AFTER a challenging economic year, Nigeria is set to experience a rebound in 2025, with projections pointing to a modest appreciation of the Naira to N1,550 against the US dollar and a Gross Domestic Product (GDP) growth rate of 3.6 percent.

Analysts attribute this optimistic outlook to improved foreign exchange management, increased dollar inflows, and a favorable economic environment, providing a glimmer of hope for the West African nation.

According to Financial Derivatives Company (FDC) Limited, the current exchange rate, which hovers around N1,650/US$, is expected to strengthen as key economic indicators improve.

The FDC noted that the Naira remains undervalued by 24.85 percent, with its Purchasing Power Parity (PPP) value at N1,532/US$.

While the Naira is anticipated to appreciate, non-oil foreign exchange inflows such as remittances and Foreign Portfolio Investments (FPI) may decline, potentially exerting pressure on the currency.

The FDC’s projections are based on critical economic assumptions, including a crude oil price of $70 per barrel, oil production at 1.4 million barrels per day (mbpd), gradual policy reforms, and modest Foreign Direct Investment (FDI) inflows.

At the Lagos Business School’s (LBS) Breakfast and Dinner Time Session, Bismarck Rewane and the FDC Think Tank examined Nigeria’s economic prospects, forecasting that 2025 would present challenges but show improvements compared to 2024.

The Economist Intelligence Unit (EIU) also supports this optimistic outlook, projecting stronger real GDP growth in 2025-2026, driven by the commencement of production at the Dangote Oil Refinery.

“This development is expected to reduce Nigeria’s dependence on fuel imports and boost export revenue,” said Rewane.

The anticipated production ramp-up at the refinery will address longstanding issues with Nigeria’s energy sector, offering a significant boost to economic activity.

The FDC analysts further highlighted that disinflation, expected to begin in the second quarter of 2025, along with interest rate cuts and improved exchange rate stability, will likely enhance consumer and business confidence.
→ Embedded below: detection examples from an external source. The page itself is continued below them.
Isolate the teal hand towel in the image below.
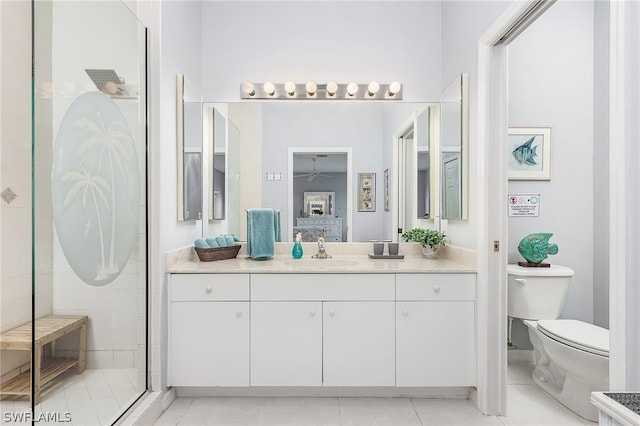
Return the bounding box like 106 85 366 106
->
247 209 280 259
193 238 209 248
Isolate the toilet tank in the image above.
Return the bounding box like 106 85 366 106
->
507 265 574 320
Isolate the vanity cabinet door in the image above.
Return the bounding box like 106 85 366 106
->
396 301 476 386
169 302 249 386
251 302 322 386
322 301 395 386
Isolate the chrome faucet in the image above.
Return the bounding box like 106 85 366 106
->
311 237 331 259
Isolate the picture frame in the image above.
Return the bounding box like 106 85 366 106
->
384 169 391 212
507 127 551 180
358 173 376 212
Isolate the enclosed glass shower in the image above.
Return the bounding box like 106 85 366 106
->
0 0 148 426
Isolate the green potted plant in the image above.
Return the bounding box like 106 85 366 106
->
402 228 447 259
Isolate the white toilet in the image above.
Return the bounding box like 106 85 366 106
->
507 265 609 421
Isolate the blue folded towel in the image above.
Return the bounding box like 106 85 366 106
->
247 209 280 259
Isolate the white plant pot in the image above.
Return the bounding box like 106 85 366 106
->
422 246 440 259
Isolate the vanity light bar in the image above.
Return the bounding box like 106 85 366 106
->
240 80 402 100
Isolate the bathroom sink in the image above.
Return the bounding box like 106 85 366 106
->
284 259 358 269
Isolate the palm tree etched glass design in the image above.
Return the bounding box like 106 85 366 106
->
52 92 141 286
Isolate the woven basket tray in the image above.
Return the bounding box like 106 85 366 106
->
194 244 242 262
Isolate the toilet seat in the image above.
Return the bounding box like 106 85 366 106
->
537 319 609 358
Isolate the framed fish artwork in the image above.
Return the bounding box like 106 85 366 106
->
507 127 551 180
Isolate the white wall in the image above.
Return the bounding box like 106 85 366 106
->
508 0 596 334
202 1 440 101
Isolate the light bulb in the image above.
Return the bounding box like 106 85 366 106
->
262 81 276 96
367 81 380 96
347 83 358 96
284 81 296 96
305 80 318 96
327 81 338 96
242 81 256 96
389 81 402 96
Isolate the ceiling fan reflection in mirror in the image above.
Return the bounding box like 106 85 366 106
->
294 154 333 182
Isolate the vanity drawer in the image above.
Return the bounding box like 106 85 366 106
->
170 274 249 302
251 273 395 301
396 274 476 301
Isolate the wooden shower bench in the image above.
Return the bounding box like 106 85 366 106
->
0 315 89 404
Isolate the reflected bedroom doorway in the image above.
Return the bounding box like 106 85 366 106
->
283 147 352 242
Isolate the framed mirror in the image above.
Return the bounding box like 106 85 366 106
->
176 74 203 221
192 101 467 241
393 103 440 238
439 73 469 220
206 108 227 220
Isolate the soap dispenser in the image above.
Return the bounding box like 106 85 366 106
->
291 232 302 259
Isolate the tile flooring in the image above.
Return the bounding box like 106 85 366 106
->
155 361 596 426
0 369 139 426
0 362 595 426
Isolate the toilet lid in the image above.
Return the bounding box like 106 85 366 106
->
538 319 609 357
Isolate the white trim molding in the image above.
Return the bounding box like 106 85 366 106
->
475 0 555 415
609 1 640 391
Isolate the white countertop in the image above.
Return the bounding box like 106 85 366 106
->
167 243 476 274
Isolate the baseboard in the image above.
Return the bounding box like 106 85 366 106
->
176 386 473 399
507 349 535 362
118 389 176 426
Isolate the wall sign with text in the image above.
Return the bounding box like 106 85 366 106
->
508 194 540 217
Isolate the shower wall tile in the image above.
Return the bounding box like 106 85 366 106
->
0 1 31 384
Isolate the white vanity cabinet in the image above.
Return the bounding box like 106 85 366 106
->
169 274 249 386
322 301 395 386
396 274 476 387
251 274 395 386
251 301 322 386
168 271 477 388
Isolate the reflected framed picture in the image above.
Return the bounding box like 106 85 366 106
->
358 173 376 212
507 127 551 180
384 169 391 212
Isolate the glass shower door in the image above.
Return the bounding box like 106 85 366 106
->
31 1 147 425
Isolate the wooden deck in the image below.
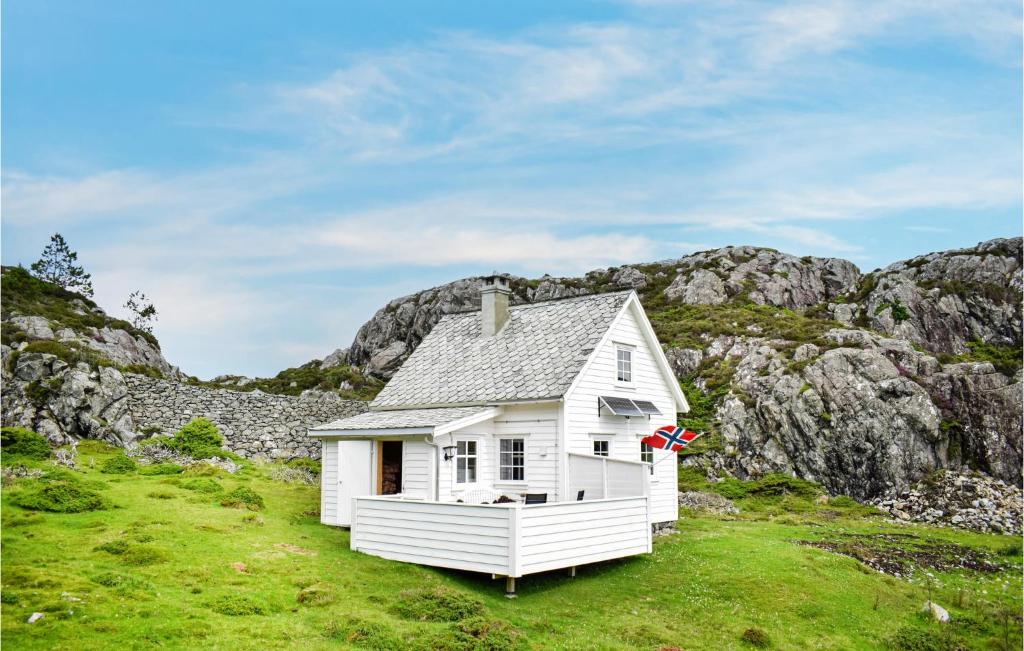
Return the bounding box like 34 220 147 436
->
351 496 651 578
These factors are projected to sustain GDP growth rates of 3.6 percent in 2025 and 3.5 percent in 2026.

As inflation remains a pressing issue, fiscal and monetary policy efforts in 2025 will focus on reducing food prices and stabilizing the economy.

Measures such as extending the import duty waiver on critical goods and recalibrating inflation data through GDP rebasing and an updated inflation basket are expected to alleviate economic pressures.

The government’s initiatives to address these issues will complement broader efforts to create a more stable macroeconomic environment. The FDC analysts believe that these reforms, though gradual, will lay the foundation for sustained economic recovery.

Foreign exchange determinants are also set to improve in 2025. With increased dollar inflows and a convergence between the NAFEM (Nigerian Autonomous Foreign Exchange Market) rate and the PPP value, the Naira’s stability is expected to strengthen.

However, the projected decline in non-oil forex inflows may necessitate strategic interventions to maintain the naira’s value.

While challenges remain, including limited policy reform efforts and global economic uncertainties, experts believe Nigeria’s economic outlook for 2025 is cautiously optimistic.

They underscore the need for sustained efforts to address structural issues, foster investment, and boost domestic production to ensure a more robust and inclusive economic recovery.

As the nation looks ahead, the projected Naira appreciation and GDP growth offer hope for improved economic stability and resilience, positioning Nigeria for a better economic trajectory in the coming years.